Further details from the weekly Petroleum Status Report (pdf) indicate that the 4 week average of our oil imports rose to an average of 7,466,000 barrels per day, but was still 4.1% less than the 7,789,000 barrel per day average that we were importing over the same four-week period last year….the 1,000 barrel per day increase in our total crude inventories was due to a 1,000 barrel per day addition to our commercially available stocks of crude oil, since the oil stored in our Strategic Petroleum Reserve remained unchanged….this week’s crude oil production was reported unchanged at 11,700,000 barrels per day because the rounded figure for output from wells in the lower 48 states was unchanged at 11,200,000 barrels per day, while a 2,000 barrel per day decrease to 495,000 barrels per day in oil output from Alaska was not enough to change the rounded national total…last year’s US crude oil production for the week ending December 29th was at 9,782,000 barrels per day, so this week’s rounded oil production figure was 19.6% above that of a year ago, and 38.8% more than the interim low of 8,428,000 barrels per day that US oil production fell to during the last week of June of 2016…
US oil refineries were operating at 97.2% of their capacity in using those 17,760,000 barrels of crude per day during the week ending December 28th, up from last week’s 95.1% of capacity, and the highest December capacity utilization rate on record….the 17,760,000 barrels per day of oil that were refined this week were thus again at a seasonal high for the time of year for the 27th time out of the past 31 weeks, and 0.9% higher than the previous December high of 17,608,000 barrels of crude per day that were being processed during the week ending December 29th, 2017, when US refineries were operating at 96.7% of capacity… …

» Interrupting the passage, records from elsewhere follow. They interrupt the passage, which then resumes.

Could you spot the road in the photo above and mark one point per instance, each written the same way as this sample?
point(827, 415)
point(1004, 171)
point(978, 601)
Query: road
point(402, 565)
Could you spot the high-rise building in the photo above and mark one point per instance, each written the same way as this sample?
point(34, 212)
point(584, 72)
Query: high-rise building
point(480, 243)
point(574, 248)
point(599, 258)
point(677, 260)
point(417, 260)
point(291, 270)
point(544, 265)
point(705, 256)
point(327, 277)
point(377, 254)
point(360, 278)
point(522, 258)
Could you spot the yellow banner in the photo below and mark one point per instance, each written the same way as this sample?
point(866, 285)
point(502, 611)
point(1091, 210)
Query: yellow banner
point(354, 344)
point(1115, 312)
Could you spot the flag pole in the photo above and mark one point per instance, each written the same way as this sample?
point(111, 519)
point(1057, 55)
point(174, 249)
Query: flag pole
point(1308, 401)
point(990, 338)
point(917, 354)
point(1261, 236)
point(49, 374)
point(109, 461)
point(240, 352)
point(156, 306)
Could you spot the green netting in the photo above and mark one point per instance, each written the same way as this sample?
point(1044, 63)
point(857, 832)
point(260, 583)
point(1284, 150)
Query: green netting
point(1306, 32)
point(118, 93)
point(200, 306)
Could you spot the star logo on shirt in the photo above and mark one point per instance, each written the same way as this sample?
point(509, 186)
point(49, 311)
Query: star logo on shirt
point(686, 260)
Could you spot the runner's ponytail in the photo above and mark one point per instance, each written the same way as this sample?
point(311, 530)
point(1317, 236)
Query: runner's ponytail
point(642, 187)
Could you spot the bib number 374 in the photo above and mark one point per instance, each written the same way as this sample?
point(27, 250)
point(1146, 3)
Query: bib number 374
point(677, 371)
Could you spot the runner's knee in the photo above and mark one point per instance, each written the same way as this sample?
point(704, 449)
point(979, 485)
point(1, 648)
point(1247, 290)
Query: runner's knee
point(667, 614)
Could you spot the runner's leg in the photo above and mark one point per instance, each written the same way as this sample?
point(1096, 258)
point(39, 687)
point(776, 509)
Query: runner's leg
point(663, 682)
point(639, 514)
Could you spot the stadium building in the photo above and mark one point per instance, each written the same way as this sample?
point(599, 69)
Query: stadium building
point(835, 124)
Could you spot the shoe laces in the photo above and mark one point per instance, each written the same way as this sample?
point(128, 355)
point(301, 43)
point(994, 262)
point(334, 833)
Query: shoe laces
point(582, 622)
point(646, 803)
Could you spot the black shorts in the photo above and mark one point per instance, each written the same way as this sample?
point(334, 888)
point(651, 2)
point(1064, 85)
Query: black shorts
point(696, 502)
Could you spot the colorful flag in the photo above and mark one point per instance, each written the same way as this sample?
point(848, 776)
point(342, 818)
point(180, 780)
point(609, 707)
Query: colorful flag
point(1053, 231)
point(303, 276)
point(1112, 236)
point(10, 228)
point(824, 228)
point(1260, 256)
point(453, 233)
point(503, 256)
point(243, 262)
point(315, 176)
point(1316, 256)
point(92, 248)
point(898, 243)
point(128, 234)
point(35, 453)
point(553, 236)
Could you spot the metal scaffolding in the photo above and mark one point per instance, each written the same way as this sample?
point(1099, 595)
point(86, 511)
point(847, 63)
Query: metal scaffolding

Despite the increase in the amount of oil being refined, the gasoline output from our refineries was much lower, decreasing by 611,000 barrels per day to 9,533,000 barrels per day during the week ending December 28th, after our refineries’ gasoline output had decreased by 190,000 barrels per day during the week ending December 21st…with that decrease in this week’s gasoline output, our gasoline production during the week was 1.5% lower than the 9,682,000 barrels of gasoline that were being produced daily during the same week last year….at the same time, our refineries’ production of distillate fuels (diesel fuel and heat oil) increased by 147,000 barrels per day to 5,591,000 barrels per day, after that output had increased by 51,000 barrels per day the prior week….with that increase, this week’s distillates production virtually equal to the the 5,592,000 barrels of distillates per day that were being produced during the week ending December 29th, 2017….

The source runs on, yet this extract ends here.